La mayoría de la gente tiene una idea muy equivocada de mí. No me extraña; yo mismo tengo una idea equivocadísima de mí. Si intento desenmascararme un poco ante el espejo, aún puedo ver en mí al adolescente que tímido y aterrado veía al mundo como una constante amenaza. Adolescente que era delatado en los momentos más inoportunos por el rubor incandescente de su cara para chanza y mofa de sus congéneres, y lo que era más terrible: de sus “cogéneras”.
Construí, entonces, una serie de discursos aprendidos para salir del paso cuando el nudo en la garganta me bloqueaba. Aparenté ser dicharachero y ocurrente, cuando no había ocurrencias más precocinadas que las mías, ni locuacidad más forzada. Aprendí a impedir que mi sangre subiese a las mejillas por su cuenta y sin permiso. Disfracé mi cobardía por medio de una suerte de temeridad suicida, que me hizo tomar el camino menos aconsejable solamente para demostrarme a mí y a los demás más cercanos que era cualquier cosa menos un cobarde aterrado, que es lo que en realidad era y soy.

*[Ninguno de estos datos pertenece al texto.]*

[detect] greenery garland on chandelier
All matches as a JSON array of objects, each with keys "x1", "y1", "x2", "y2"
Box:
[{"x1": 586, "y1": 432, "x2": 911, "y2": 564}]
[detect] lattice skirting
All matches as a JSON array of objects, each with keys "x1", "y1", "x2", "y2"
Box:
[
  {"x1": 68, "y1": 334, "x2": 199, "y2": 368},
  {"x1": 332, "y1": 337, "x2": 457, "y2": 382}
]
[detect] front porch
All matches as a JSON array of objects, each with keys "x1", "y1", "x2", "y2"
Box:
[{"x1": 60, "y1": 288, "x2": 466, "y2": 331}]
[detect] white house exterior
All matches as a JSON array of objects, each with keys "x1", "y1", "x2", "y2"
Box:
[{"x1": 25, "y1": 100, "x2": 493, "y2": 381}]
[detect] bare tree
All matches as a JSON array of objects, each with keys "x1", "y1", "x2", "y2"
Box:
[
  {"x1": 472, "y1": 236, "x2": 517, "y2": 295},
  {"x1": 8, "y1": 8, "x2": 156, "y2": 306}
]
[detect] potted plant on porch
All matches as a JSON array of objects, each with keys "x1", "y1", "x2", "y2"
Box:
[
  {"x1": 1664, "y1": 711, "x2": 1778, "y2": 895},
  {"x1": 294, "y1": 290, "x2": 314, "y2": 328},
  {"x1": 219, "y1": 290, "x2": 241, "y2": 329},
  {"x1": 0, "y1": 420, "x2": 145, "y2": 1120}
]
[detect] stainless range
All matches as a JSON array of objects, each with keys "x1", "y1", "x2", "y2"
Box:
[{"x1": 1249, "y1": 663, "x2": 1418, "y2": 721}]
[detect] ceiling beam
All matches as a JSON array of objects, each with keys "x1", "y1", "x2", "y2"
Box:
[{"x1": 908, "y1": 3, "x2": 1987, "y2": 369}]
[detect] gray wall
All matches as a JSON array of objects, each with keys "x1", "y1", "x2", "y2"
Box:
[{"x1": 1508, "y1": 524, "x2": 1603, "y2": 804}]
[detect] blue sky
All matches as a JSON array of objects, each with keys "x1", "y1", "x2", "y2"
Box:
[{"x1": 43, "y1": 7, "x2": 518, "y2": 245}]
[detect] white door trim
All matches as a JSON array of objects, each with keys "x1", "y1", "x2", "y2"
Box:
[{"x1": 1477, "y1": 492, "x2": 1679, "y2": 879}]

La dicharachería forzada que empleo cuando me siento amenazado, sobre todo con los recién conocidos, me ha hecho, y me hace, meter la pata constantemente. No sé si después de treinta años largos de interpretar un personaje uno puede volver a ser el que se era. Pero me gustaría. Me gustaría poder callar y mantenerme en calma. Me gustaría dejar de temer. Aunque nada a mi alrededor lo aconseje.